REOVIRUS POLYPEPTIDE SIGMA-3 AND N-TERMINAL MYRISTOYLATION OF POLYPEPTIDE MU-1 ARE REQUIRED FOR SITE-SPECIFIC CLEAVAGE TO MU-1C IN TRANSFECTED CELLS

N-myristoylated viral polypeptide mu-1 was produced in COS cells transfected with a transient expression vector containing a DNA copy of the reovirus M2 gene. The mu-1 product was specifically cleaved to polypeptide mu-1C in cells that were cotransfected with the reovirus S4 gene and that expressed polypeptide sigma-3. Studies with site-specific mutants of the M2 gene demonstrated that conversion of mu-1 to mu-1C was dependent on myristoylation and the presence of the proteolytic cleavage sequence asparagine 42-proline 43 in mu-1, as well as on the presence of polypeptide sigma-3. The mu-1C product and polypeptide sigma-3 formed complexes that were immunoprecipitated by sigma-3-directed antibody, and a myristoylation-negative M2 double mutant, G2A-N42T, yielded mu-1 that did not undergo cleavage to mu-1C or bind sigma-3. However, the N42T single mutant did form immunoprecipitable complexes with sigma-3, indicating that binding can occur in the absence of cleavage.

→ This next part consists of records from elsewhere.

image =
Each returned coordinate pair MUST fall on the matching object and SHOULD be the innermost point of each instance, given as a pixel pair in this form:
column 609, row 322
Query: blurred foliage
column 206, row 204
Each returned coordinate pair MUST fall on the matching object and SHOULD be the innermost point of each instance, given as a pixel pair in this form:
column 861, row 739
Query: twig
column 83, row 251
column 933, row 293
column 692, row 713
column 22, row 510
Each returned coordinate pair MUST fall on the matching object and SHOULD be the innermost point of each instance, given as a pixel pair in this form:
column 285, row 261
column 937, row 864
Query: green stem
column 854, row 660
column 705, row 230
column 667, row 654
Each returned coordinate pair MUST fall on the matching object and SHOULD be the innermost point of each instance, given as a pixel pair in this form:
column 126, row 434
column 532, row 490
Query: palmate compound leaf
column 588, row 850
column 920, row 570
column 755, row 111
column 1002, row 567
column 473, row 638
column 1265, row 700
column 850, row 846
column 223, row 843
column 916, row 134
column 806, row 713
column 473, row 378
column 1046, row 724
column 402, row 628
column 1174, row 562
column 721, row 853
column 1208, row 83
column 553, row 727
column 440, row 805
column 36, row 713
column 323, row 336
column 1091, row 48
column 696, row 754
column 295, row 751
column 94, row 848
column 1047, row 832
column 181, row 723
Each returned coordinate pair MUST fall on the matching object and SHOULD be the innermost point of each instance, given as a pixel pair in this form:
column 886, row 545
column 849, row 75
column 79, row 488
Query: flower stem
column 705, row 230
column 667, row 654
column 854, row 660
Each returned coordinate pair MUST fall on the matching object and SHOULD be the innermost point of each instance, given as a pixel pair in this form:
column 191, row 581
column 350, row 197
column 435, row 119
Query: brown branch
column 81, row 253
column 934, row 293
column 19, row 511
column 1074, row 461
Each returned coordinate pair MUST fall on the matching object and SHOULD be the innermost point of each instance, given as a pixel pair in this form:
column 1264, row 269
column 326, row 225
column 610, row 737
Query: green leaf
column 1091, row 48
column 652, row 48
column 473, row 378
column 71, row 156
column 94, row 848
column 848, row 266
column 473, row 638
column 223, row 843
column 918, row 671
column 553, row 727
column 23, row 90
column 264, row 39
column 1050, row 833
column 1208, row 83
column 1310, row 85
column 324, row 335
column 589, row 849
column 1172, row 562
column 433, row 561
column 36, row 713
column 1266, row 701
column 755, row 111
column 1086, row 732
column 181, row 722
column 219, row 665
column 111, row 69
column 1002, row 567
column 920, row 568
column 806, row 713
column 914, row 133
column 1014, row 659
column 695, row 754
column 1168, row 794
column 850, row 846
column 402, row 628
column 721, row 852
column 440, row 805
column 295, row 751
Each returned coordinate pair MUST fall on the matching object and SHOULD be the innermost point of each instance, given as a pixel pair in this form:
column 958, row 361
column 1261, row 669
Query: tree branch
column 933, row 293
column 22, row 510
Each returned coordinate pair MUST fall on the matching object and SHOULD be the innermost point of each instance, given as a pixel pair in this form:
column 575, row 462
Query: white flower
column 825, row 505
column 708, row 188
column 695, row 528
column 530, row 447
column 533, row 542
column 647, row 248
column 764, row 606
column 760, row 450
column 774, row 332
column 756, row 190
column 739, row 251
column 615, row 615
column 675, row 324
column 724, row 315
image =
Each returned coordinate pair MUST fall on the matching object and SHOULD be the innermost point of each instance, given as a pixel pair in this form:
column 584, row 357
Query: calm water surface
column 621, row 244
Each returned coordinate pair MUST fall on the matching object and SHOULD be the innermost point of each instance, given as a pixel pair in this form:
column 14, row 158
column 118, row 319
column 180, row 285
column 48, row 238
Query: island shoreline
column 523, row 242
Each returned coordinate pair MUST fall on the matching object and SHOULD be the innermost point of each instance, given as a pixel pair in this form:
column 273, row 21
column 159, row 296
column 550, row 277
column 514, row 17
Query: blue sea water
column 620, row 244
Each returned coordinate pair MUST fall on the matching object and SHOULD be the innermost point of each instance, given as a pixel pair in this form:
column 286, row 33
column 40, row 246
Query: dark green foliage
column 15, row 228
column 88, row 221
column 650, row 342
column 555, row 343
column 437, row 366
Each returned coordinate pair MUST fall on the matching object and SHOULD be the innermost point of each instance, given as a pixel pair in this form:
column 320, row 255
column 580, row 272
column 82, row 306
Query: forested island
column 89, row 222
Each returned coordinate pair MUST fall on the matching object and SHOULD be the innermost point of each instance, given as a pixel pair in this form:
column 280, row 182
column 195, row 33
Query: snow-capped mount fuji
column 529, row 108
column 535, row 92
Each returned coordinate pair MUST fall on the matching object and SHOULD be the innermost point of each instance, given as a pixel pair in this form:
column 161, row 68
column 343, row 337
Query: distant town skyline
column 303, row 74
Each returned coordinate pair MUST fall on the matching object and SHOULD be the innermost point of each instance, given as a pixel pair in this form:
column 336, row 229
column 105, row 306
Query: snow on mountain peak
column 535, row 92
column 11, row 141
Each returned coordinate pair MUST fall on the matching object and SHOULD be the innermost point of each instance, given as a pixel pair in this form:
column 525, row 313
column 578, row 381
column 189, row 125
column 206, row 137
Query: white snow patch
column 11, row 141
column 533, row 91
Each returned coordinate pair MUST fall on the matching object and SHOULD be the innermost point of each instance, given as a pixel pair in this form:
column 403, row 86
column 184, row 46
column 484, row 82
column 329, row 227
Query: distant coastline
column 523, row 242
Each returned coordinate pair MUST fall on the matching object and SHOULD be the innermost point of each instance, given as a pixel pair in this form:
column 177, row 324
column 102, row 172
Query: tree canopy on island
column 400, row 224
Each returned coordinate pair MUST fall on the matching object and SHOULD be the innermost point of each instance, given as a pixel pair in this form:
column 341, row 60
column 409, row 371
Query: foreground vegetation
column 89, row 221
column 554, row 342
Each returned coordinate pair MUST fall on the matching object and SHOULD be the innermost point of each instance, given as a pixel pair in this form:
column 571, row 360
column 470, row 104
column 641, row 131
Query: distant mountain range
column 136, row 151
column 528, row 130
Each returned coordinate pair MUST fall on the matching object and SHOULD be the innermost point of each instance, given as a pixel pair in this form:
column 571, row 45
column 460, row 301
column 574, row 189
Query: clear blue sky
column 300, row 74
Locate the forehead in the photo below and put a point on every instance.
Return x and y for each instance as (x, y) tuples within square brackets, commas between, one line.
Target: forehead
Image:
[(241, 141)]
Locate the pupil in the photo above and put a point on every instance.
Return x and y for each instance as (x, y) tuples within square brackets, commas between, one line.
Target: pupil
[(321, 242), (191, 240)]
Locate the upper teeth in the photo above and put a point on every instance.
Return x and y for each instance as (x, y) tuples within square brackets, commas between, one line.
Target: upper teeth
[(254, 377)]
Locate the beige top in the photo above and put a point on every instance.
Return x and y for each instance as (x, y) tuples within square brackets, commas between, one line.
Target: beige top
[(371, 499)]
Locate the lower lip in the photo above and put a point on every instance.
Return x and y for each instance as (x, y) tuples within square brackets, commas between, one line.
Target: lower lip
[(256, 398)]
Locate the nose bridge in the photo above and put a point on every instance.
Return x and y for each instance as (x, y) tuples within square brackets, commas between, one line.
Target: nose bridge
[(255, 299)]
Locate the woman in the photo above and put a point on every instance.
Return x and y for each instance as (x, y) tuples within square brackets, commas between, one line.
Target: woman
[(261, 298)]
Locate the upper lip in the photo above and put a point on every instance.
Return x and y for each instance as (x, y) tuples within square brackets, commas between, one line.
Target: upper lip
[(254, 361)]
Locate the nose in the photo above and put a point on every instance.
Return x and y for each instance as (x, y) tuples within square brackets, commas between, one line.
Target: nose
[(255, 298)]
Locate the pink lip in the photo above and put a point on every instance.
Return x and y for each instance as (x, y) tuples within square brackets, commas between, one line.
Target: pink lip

Polypeptide sigma-3 alternatively can bind double-stranded RNA and in COS cells stimulates translation of reporter chloramphenicol acetyltransferase mRNA translation, presumably by blocking double-stranded RNA-mediated activation of the eukaryotic initiation factor 2 alpha-subunit kinase which inhibits the initiation of protein synthesis. Consistent with these observations and with the formation of mu-1C-sigma-3 complexes, coexpression of M2 with S4 DNA prevented the translational stimulatory effect of polypeptide sigma-3.